6. Simulate an API failure (temporarily stop the backend or block the endpoint) and confirm an error toast appears (e.g. “Unable to resolve download URL”) and the action becomes clickable again after the request completes.
7. Verify the action is not shown for a user lacking PRIVACY_REQUEST_READ.

Pre-Merge Checklist

• Issue requirements met
• All CI pipelines succeeded
• CHANGELOG.md updated
  • Add a db-migration This indicates that a change includes a database migration label to the entry if your change includes a DB migration
  • Add a high-risk This issue suggests changes that have a high-probability of breaking existing code label to the entry if your change includes a high-risk change (i.e. potential for performance impact or unexpected regression) that should be flagged
  • Updates unreleased work already in Changelog, no new entry necessary
• UX feedback:
  • All UX related changes have been reviewed by a designer
  • No UX review needed
• Followup issues:
  • Followup issues created
  • No followup issues
• Database migrations:
  • Ensure that your downrev is up to date with the latest revision on main
  • Ensure that your downgrade() migration is correct and works
    • If a downgrade migration is not possible for this change, please call this out in the PR description!
  • No migrations
• Documentation:
  • Documentation complete, PR opened in fidesdocs
  • Documentation issue created in fidesdocs
  • If there are any new client scopes created as part of the pull request, remember to update public-facing documentation that references our scope registry
  • No documentation updates required

Summary by CodeRabbit

• New Features
  • Added a "Download troubleshooting data" action to the privacy request Admin UI, allowing administrators to retrieve diagnostic export files for investigating privacy request issues. The action appears conditionally and indicates progress while the export is being prepared.

[vercel]

The latest updates on your projects. Learn more about Vercel for GitHub.

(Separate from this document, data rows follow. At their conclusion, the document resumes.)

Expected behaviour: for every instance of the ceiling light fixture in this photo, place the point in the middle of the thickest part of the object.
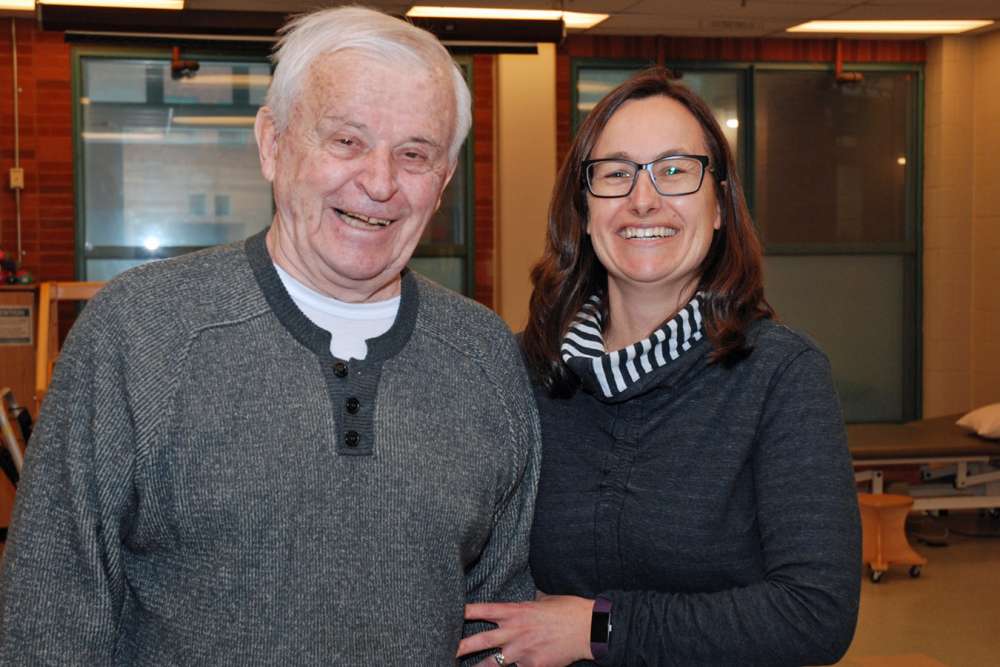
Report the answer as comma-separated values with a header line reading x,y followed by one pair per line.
x,y
124,4
935,27
572,20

Project	Deployment	Actions	Updated (UTC)
fides-plus-nightly	Ready	Preview, Comment	Mar 4, 2026 7:46pm

1 Skipped Deployment

Project	Deployment	Actions	Updated (UTC)
fides-privacy-center	Ignored		Mar 4, 2026 7:46pm

[coderabbitai]

No actionable comments were generated in the recent review. 🎉

ℹ️ Recent review info

⚙️ Run configuration

Configuration used: defaults

Review profile: CHILL

Plan: Pro

Run ID: fef70049-d312-4d37-8d38-51c21afe1e05

📥 Commits

Reviewing files that changed from the base of the PR and between 315a8cb and 750208d.

📒 Files selected for processing (1)

• clients/admin-ui/src/features/privacy-requests/hooks/useDownloadPrivacyRequestDiagnostics.ts

---

📝 Walkthrough

Walkthrough

Adds a "Download troubleshooting data" action to the Admin UI privacy request workflow: new hook to fetch diagnostics and perform downloads, dropdown integration to surface the action, new API lazy endpoint to retrieve diagnostics, and a response type for the diagnostics export.

Changes

Cohort / File(s)	Summary
Hook Implementation clients/admin-ui/src/features/privacy-requests/hooks/useDownloadPrivacyRequestDiagnostics.ts	New default-exported React hook that checks read permission, uses a lazy diagnostics query, exposes showDownloadTroubleshootingData, downloadTroubleshootingData() and isLoading, handles errors, and triggers programmatic browser downloads for remote URLs.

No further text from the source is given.